Latest update January 20th, 2025 4:00 AM
Feb 04, 2024 Features / Columnists, The GHK Lall Column
Kaieteur News – Teachers across Guyana are getting ready for some sort of strike action tomorrow. What form the strike will take, and how comprehensive it will be, is an event still unfolding, and which will be visible soon enough. Pay and working conditions are at the top of the concerns of local teachers. At the risk of understatement, I think that a problem is brewing. It is one that could gather some energy, perhaps lead somewhere. Or, something fizzles out for lack of muscle and traction. We shall see.
The PPP Government has twisted the heads of all Guyanese, so that they can see all that it has done for the teaching profession in Guyana’s public schools. New schools. New conditions. New considerations. New provisions. And all that is new about so much more. So, what the hell is the problem with teachers? Specifically, what is the problem with the Guyana Teachers’ Union GTU)? Why this drastic strike action contemplated by the GTU, especially when it could have such far-reaching impacts? Young minds left unattended. Adult parents left to cope with their anxieties. Possibly schools and classrooms left abandoned and bare, a barren wilderness where there is usually the sweet hum of engaged minds going through the gears.
I think that the Government of Guyana has been everything in its power to incite a reaction of this nature. If there has to be a showdown, then bring it on. Better to have it now, and deal with it, than let it fester and ooze into and taint the environment, rupture the social fabric. I am weighing the circumstances: will the teachers be in school, but operating with a delayed mindset? In the complex, but not doing any teaching, chaperoning, or overseeing in the class. If the attitude and intent of the GTU and their constituency are to get the maximum value out of the proposed strike action, then they have to go all the way. To the streets, is where any strike belongs.

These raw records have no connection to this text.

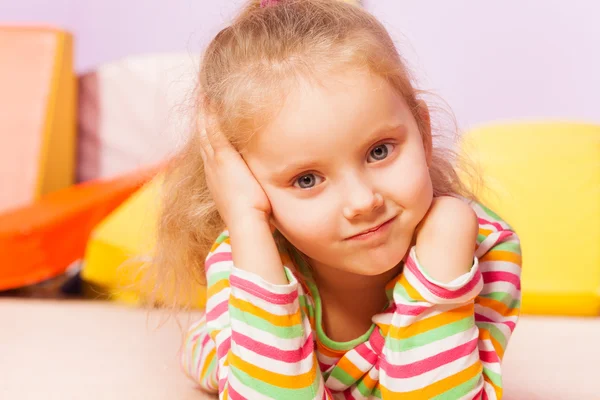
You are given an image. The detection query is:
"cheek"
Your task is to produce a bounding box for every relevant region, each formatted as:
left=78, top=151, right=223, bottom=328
left=380, top=147, right=433, bottom=209
left=265, top=189, right=336, bottom=247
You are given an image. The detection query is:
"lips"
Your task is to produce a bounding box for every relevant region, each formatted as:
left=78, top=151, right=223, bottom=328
left=348, top=217, right=396, bottom=239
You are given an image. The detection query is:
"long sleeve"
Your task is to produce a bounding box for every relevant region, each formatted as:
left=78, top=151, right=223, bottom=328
left=379, top=208, right=521, bottom=399
left=182, top=232, right=330, bottom=399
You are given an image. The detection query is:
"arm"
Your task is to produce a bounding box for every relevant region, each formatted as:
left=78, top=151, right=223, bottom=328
left=380, top=203, right=520, bottom=399
left=182, top=233, right=330, bottom=399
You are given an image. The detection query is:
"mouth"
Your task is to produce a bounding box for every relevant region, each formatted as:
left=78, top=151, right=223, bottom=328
left=346, top=216, right=396, bottom=240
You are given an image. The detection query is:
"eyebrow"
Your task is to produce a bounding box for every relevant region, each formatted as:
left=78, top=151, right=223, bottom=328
left=273, top=123, right=406, bottom=180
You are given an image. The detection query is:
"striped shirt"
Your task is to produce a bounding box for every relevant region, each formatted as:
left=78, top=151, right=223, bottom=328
left=181, top=204, right=521, bottom=400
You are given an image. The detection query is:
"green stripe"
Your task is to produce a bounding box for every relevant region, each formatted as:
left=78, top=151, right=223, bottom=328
left=373, top=384, right=383, bottom=399
left=477, top=322, right=506, bottom=349
left=494, top=242, right=521, bottom=254
left=206, top=271, right=231, bottom=287
left=393, top=283, right=418, bottom=301
left=479, top=292, right=521, bottom=308
left=483, top=367, right=502, bottom=387
left=431, top=374, right=480, bottom=400
left=331, top=367, right=356, bottom=386
left=229, top=365, right=318, bottom=399
left=215, top=232, right=229, bottom=244
left=385, top=315, right=475, bottom=351
left=298, top=295, right=315, bottom=319
left=200, top=354, right=217, bottom=380
left=229, top=305, right=304, bottom=339
left=356, top=378, right=377, bottom=397
left=477, top=203, right=502, bottom=221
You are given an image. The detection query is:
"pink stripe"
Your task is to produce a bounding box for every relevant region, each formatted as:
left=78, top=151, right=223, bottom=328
left=473, top=388, right=485, bottom=400
left=406, top=258, right=481, bottom=300
left=481, top=271, right=521, bottom=290
left=202, top=334, right=210, bottom=347
left=206, top=300, right=229, bottom=321
left=226, top=384, right=247, bottom=400
left=479, top=350, right=500, bottom=363
left=396, top=303, right=429, bottom=317
left=475, top=313, right=516, bottom=332
left=204, top=251, right=233, bottom=271
left=217, top=337, right=231, bottom=360
left=380, top=338, right=478, bottom=378
left=369, top=327, right=385, bottom=354
left=229, top=274, right=298, bottom=305
left=231, top=331, right=313, bottom=364
left=477, top=218, right=504, bottom=231
left=323, top=387, right=333, bottom=400
left=354, top=343, right=379, bottom=365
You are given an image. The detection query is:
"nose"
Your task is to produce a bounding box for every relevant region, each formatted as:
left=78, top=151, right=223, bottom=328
left=343, top=175, right=383, bottom=219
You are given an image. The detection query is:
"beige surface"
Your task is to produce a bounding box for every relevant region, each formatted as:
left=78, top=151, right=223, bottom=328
left=0, top=298, right=600, bottom=400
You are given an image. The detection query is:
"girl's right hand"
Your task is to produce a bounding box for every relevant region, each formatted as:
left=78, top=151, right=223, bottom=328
left=198, top=116, right=271, bottom=229
left=199, top=114, right=289, bottom=285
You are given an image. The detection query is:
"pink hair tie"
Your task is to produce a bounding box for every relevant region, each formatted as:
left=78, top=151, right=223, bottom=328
left=260, top=0, right=279, bottom=8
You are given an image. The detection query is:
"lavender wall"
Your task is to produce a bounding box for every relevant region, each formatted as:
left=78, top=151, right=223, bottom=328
left=0, top=0, right=600, bottom=128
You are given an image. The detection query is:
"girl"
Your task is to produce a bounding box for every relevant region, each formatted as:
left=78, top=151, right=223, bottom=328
left=157, top=0, right=521, bottom=400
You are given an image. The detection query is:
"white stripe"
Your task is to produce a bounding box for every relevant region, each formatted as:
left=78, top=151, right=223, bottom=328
left=206, top=312, right=230, bottom=332
left=391, top=303, right=464, bottom=328
left=479, top=261, right=522, bottom=276
left=326, top=375, right=348, bottom=391
left=384, top=326, right=478, bottom=365
left=231, top=342, right=318, bottom=376
left=405, top=271, right=483, bottom=304
left=379, top=352, right=479, bottom=393
left=206, top=288, right=231, bottom=314
left=480, top=281, right=520, bottom=298
left=317, top=352, right=340, bottom=372
left=226, top=320, right=308, bottom=350
left=475, top=303, right=519, bottom=324
left=228, top=374, right=273, bottom=400
left=483, top=382, right=498, bottom=400
left=345, top=349, right=373, bottom=373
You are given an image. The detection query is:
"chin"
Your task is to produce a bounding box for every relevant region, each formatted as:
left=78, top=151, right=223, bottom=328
left=353, top=253, right=404, bottom=276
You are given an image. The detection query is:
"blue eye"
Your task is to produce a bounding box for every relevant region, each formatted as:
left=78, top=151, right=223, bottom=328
left=294, top=174, right=322, bottom=189
left=367, top=143, right=393, bottom=162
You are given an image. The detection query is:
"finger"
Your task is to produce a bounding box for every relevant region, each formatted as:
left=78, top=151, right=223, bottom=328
left=198, top=127, right=214, bottom=161
left=205, top=118, right=235, bottom=152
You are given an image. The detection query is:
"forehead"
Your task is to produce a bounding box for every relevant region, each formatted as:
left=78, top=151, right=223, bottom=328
left=248, top=71, right=410, bottom=162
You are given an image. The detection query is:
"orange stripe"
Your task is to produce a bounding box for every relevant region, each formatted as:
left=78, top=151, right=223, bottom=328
left=483, top=374, right=502, bottom=399
left=206, top=279, right=229, bottom=298
left=210, top=237, right=231, bottom=253
left=229, top=296, right=302, bottom=327
left=337, top=357, right=365, bottom=380
left=481, top=250, right=523, bottom=266
left=227, top=351, right=317, bottom=389
left=390, top=304, right=475, bottom=339
left=381, top=362, right=483, bottom=400
left=475, top=297, right=520, bottom=317
left=362, top=374, right=379, bottom=392
left=479, top=227, right=494, bottom=237
left=200, top=348, right=217, bottom=379
left=317, top=341, right=346, bottom=358
left=398, top=274, right=425, bottom=301
left=479, top=328, right=504, bottom=360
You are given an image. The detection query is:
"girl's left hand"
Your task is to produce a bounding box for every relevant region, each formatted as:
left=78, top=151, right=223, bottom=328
left=416, top=196, right=479, bottom=283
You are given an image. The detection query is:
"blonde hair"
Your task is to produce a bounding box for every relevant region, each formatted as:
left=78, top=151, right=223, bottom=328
left=153, top=0, right=472, bottom=305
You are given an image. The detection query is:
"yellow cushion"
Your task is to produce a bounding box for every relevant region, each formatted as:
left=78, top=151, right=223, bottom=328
left=82, top=176, right=206, bottom=308
left=461, top=122, right=600, bottom=315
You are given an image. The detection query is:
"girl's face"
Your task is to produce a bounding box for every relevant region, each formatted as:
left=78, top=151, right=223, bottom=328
left=243, top=71, right=433, bottom=275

The teachers will have to decide how loud they will be to draw attention to their circumstances (pay and working conditions, among others). Teachers and their representatives will have to decide how long the battle for better will be fought. My position is that the more spirited it is, and the more enduring that the strike action, the more it could grab hold of Guyanese interest and imagination. If teachers have made the first move to take control of their destiny, then other Guyanese could be prompted to consider their own paltry circumstances, and matters progress from a teachers protest movement to a mass movement. There is sure to be at least one common factor linking non-teachers to teachers: it is pay. When people are not paid properly, then they can only purchase so much that is drop-dead necessary. The rest is a waiting game. For pigs to develop wings, perhaps. The rest that is missing (proper pay etc.) is what makes people reach their point of no return and say: something has to be done, something has to give. Strike action seems to be all that is left.
In its first reaction, Minister of Labor, Mr. Joe Hamilton, said that any such action would be considered “illegal.” I think I sense a parallel to the PNC calling this incumbent government ‘illegal’, as evidenced in the skullduggeries in the last elections. In the government’s case, I record this point: to call workers genuinely concerned about their conditions and the welfare of their loves ones as diving into the realm of what is “illegal” is tantamount to making criminals out of law-abiding citizens. I would contend that what this PPP Government has inflicted upon public servants and others rises to what could be deemed criminal. The likes of Jagdeo and others may prefer to forget that Guyanese workers forced to fight for their rights were at one time in this country branded as ‘communists.’ Communists were hunted down in the United States during the ‘Red Scare’ and steel workers were savaged in the steel industry in the Pennsylvania labor wars. I am pondering whether this is a case of history repeating itself. The difference is that instead of the communist label, teachers and others of like mind are drafted into the ranks of criminals.
We can quibble and squabble over Collective Bargaining, unilateralism, imposition, and such, but at the end of all conversations, one red flag stands firmly planted in the ground. It is representative of the suppression of hard-earned workers’ rights, the oppression of the working class, who seek a living wage in a land of plenty. The PPP Government has trampled upon those who say: some more, please. What is fair and should be. Illegal is the first salvo, with waiting to determine what the next ones are.
Looking at the terrain, the PPP Government has everything going for it. It has the strong arm of the law, and the strongmen within it, at its command. There is public media already so skewed that most of it cannot straighten up. The government has money, but not for some people. I say think sugar, sir. Guyanese have to decide. A strong strike action, one that acts as a magnet for other underpaid and overwhelmed workers. Or a nation of bystanders and docile ducks encouraging abuse, exploitation, disrespect, and pauperization.
(The views expressed in this article are those of the author and do not necessarily reflect the opinions and beliefs of this newspaper and its affiliates.)